Estávamos em 2010 e, poucos dias depois de ter dito que não iria aumentar os impostos, eis que José Sócrates anuncia um aumento de 1% no IVA e de outros impostos. Na altura, dizia o então primeiro-ministro, tratava-se de “aumentar ligeiramente os impostos” e com a promessa de que as novas medidas de austeridade só iriam vigorar durante um ano e meio. Ainda hoje estamos à espera de que esse “ano e meio” chegue.
Qualquer semelhança com a actualidade é pura coincidência. O aumento de impostos (IVA e TSU) anunciado esta semana pelo Governo de Passos Coelho também é, segundo as palavras da ministra das Finanças, “o mais pequeno possível”. E supostamente também é “só para 2015”.
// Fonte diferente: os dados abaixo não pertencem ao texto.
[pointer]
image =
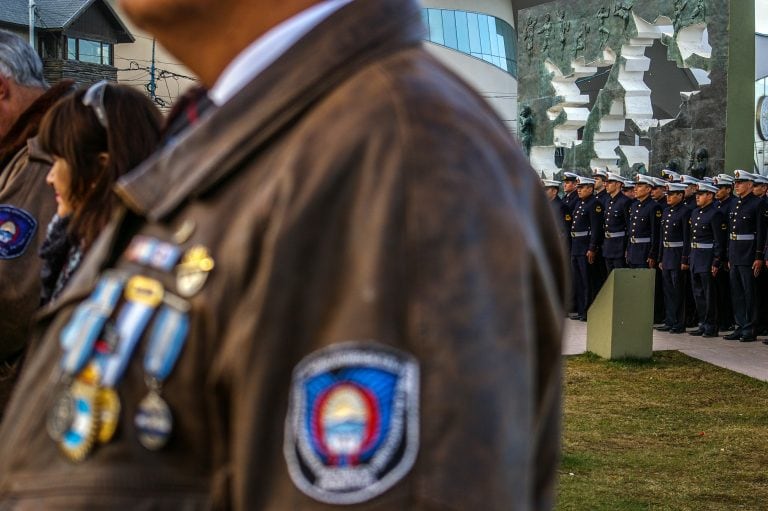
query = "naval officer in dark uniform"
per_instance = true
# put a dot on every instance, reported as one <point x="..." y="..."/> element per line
<point x="745" y="254"/>
<point x="674" y="248"/>
<point x="691" y="185"/>
<point x="562" y="212"/>
<point x="586" y="238"/>
<point x="615" y="224"/>
<point x="629" y="189"/>
<point x="570" y="196"/>
<point x="709" y="231"/>
<point x="645" y="221"/>
<point x="659" y="192"/>
<point x="724" y="201"/>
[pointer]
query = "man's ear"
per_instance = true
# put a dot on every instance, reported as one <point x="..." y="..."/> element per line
<point x="5" y="88"/>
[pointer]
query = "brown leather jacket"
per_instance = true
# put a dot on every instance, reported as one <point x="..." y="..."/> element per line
<point x="23" y="168"/>
<point x="355" y="191"/>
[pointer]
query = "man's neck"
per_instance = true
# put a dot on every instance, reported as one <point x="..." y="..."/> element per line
<point x="212" y="53"/>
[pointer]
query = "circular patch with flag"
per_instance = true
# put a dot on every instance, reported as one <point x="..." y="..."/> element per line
<point x="352" y="426"/>
<point x="16" y="230"/>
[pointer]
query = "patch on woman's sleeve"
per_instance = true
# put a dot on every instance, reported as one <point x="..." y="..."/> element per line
<point x="353" y="421"/>
<point x="17" y="227"/>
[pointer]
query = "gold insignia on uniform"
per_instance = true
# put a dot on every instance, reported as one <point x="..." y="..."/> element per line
<point x="108" y="405"/>
<point x="78" y="440"/>
<point x="184" y="231"/>
<point x="193" y="271"/>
Mas se o mundo de José Sócrates leva três semanas a mudar, o mundo de Passos Coelho muda em apenas duas semanas. Há apenas 15 dias, o primeiro-ministro, a propósito do Documento de Estratégia Orçamental (DEO), garantia que não haveria medidas que incidissem “em matéria de impostos, salários ou pensões”. Maria Luís Albuquerque dizia que não haveria “sacrifícios adicionais”. Luís Marques Guedes garantia que não haveria “aumento de impostos em 2015 ou esforços adicionais sobre salários ou pensões”.
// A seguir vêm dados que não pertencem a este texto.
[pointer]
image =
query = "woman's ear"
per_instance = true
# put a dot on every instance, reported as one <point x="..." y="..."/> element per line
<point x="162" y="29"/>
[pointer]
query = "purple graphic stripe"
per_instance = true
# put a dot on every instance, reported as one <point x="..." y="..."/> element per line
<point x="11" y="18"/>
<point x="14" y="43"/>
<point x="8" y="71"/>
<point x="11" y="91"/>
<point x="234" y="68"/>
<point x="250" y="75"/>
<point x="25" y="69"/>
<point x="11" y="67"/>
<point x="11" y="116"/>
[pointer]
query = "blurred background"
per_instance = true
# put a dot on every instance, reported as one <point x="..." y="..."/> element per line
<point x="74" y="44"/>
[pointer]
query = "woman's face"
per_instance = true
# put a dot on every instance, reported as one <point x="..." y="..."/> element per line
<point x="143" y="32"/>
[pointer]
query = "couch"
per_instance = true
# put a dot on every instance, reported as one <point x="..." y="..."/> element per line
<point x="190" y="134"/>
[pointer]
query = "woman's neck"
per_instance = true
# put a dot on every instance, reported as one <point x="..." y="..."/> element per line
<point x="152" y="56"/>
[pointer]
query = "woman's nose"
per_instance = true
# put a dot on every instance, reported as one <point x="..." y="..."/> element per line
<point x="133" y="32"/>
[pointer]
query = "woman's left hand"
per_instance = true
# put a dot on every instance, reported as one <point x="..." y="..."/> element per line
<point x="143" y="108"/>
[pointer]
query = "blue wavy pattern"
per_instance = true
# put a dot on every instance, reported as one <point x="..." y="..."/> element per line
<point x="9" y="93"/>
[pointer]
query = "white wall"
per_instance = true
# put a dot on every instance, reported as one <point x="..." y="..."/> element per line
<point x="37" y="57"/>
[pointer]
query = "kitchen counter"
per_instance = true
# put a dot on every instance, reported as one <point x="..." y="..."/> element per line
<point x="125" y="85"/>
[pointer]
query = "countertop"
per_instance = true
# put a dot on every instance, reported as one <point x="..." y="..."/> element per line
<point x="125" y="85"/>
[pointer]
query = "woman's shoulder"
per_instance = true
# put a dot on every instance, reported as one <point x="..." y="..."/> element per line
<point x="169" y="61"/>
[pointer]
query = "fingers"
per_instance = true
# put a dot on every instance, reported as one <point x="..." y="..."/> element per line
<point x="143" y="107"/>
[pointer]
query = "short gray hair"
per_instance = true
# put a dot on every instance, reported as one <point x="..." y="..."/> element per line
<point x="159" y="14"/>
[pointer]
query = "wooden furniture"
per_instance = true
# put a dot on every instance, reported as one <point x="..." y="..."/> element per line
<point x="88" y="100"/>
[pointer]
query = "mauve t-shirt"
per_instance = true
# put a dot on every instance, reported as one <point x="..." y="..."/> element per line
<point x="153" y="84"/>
Entretanto, o DEO veio confirmar que afinal vai mesmo haver aumento de impostos. Se o mundo de Passos Coelho muda em duas semanas, o mundo de Pires de Lima está em constante rotação e translação. Não há quinze dias, mas esta semana, um dia antes de ser conhecido o DEO, o ministro da Economia garantia que “a partir de 2015 pode e deve ser um objectivo do Governo inverter a tendência que se tem verificado até aqui de subir os impostos”. Pires de Lima é o mesmo ministro que antes de ser ministro defendia de forma acérrima a descida do IVA na restauração e até acusou o seu antecessor, Álvaro Santos Pereira, de ter falta de “peso político”. Contudo, com Pires de Lima no Governo, o IVA na restauração não só não baixou como esta semana foi anunciado que vai ser aumentado para 23,25% no próximo ano. Mas ninguém lhe pode levar a mal. É o próprio que já se auto-intitulou “soldado disciplinado e leal deste Governo”.
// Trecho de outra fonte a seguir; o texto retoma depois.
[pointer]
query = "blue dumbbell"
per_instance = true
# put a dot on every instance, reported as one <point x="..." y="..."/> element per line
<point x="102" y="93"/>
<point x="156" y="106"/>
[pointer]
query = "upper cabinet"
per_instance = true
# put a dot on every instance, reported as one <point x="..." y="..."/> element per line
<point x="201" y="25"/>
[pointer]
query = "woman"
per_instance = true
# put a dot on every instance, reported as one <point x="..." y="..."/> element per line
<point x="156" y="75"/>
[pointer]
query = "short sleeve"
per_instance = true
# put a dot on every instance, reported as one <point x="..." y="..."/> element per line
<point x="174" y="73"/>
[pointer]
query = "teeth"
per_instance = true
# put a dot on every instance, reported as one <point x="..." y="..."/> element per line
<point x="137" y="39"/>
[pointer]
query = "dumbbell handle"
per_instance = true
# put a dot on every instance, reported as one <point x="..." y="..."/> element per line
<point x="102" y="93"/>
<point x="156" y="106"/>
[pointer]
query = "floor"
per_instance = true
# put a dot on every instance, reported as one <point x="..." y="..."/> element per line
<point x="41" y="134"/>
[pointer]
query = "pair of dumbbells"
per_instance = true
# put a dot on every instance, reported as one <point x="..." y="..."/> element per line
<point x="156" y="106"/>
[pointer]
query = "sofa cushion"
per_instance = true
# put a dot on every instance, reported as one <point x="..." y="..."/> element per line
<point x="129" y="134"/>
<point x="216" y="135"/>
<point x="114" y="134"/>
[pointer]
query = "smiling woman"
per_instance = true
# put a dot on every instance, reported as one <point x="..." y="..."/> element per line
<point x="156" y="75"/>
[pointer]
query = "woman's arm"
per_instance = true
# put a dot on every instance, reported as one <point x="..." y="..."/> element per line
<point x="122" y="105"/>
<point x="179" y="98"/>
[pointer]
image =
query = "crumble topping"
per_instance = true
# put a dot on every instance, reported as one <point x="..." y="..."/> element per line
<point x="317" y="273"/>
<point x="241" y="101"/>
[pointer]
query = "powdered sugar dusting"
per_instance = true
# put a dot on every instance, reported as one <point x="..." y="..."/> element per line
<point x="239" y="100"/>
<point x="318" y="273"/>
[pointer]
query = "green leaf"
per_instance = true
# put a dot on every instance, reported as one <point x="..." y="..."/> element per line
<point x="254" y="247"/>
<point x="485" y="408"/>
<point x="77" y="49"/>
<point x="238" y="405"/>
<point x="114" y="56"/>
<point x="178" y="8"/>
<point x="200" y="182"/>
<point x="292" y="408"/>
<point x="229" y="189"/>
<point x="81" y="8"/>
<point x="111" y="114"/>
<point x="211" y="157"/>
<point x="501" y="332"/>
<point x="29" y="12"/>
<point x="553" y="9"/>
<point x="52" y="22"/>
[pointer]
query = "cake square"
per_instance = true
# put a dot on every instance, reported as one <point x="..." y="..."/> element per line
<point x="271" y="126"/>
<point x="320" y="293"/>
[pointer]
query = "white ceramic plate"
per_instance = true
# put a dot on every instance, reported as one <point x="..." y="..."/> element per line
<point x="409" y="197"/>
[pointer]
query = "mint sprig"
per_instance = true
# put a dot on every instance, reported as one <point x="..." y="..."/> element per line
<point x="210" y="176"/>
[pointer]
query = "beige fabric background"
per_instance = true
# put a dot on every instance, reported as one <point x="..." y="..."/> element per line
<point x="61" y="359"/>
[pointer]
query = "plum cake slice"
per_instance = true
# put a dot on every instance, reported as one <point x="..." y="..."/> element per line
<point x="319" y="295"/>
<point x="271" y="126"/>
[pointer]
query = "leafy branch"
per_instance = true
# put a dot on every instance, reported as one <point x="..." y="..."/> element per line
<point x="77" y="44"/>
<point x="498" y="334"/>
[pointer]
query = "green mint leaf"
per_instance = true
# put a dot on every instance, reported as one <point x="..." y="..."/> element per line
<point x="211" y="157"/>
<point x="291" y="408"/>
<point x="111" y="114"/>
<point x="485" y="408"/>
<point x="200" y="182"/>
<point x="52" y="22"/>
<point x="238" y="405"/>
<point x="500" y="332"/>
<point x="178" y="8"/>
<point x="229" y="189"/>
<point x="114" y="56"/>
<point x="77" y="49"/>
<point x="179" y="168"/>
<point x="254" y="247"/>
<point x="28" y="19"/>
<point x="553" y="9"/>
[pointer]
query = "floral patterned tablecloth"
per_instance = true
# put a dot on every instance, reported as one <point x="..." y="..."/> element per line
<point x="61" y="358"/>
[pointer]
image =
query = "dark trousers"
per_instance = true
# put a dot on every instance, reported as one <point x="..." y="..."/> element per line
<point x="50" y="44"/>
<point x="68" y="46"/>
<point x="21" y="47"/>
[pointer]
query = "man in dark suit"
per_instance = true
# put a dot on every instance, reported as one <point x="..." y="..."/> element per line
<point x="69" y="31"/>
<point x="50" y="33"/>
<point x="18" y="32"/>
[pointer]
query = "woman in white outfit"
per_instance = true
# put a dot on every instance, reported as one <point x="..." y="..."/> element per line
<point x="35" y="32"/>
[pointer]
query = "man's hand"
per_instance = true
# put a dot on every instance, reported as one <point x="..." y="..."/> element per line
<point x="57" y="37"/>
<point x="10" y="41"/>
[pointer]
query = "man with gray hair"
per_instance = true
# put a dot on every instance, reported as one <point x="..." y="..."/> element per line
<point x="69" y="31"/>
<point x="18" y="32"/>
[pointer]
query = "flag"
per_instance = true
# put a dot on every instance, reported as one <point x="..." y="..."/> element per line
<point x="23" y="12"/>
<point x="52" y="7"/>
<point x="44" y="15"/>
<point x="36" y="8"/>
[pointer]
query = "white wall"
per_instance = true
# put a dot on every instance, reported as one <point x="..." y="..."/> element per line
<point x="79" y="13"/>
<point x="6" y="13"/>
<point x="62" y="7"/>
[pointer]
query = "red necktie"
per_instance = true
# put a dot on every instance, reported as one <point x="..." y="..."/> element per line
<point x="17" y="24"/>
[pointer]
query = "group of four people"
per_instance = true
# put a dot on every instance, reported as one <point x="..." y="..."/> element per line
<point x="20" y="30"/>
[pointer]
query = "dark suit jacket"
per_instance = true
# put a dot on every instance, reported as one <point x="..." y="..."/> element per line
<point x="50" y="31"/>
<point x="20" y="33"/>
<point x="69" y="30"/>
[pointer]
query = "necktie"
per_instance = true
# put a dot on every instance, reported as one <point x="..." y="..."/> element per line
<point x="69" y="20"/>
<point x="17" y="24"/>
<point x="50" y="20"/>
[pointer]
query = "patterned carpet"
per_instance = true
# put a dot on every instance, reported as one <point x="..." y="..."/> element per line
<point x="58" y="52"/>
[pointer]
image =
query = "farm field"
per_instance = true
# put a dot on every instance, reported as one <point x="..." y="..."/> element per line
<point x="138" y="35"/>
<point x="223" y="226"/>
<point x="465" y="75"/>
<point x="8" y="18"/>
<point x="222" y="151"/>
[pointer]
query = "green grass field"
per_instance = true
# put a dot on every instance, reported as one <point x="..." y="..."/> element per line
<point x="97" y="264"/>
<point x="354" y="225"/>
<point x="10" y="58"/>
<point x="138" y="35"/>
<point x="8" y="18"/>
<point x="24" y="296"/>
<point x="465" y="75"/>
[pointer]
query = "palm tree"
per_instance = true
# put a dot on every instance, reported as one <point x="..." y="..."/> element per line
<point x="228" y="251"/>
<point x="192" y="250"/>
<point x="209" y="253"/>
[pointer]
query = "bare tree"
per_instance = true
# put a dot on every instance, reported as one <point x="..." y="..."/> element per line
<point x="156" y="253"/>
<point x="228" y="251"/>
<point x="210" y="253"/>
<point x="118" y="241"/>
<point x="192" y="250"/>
Por falar em ministros do CDS, quem deve estar desconsolado com mais este aumento de impostos é Paulo Portas. Na véspera de o DEO ser publicado, o vice-primeiro-ministro dizia em entrevista à revista Sábado que o “enorme aumento de impostos foi para mim uma enorme violação de consciência e de princípios”. Ora bem, se acrescentarmos ao “enorme aumento de impostos” de Vítor Gaspar o agora “muito pequeno” aumento de impostos de Maria Luís Albuquerque, a coerência do discurso de Paulo Portas começa a ficar pouco coerente.
É o próprio Paulo Portas que admite que o propósito de baixar os impostos às famílias em 2015 tem provocado uma “intensidade do discurso que é diferente" entre o PSD e o CDS, os dois partidos do Governo. A diferença de intensidade tem sido tal que, um destes dias, as desavenças ainda acabam em mais uma “demissão irrevogável”.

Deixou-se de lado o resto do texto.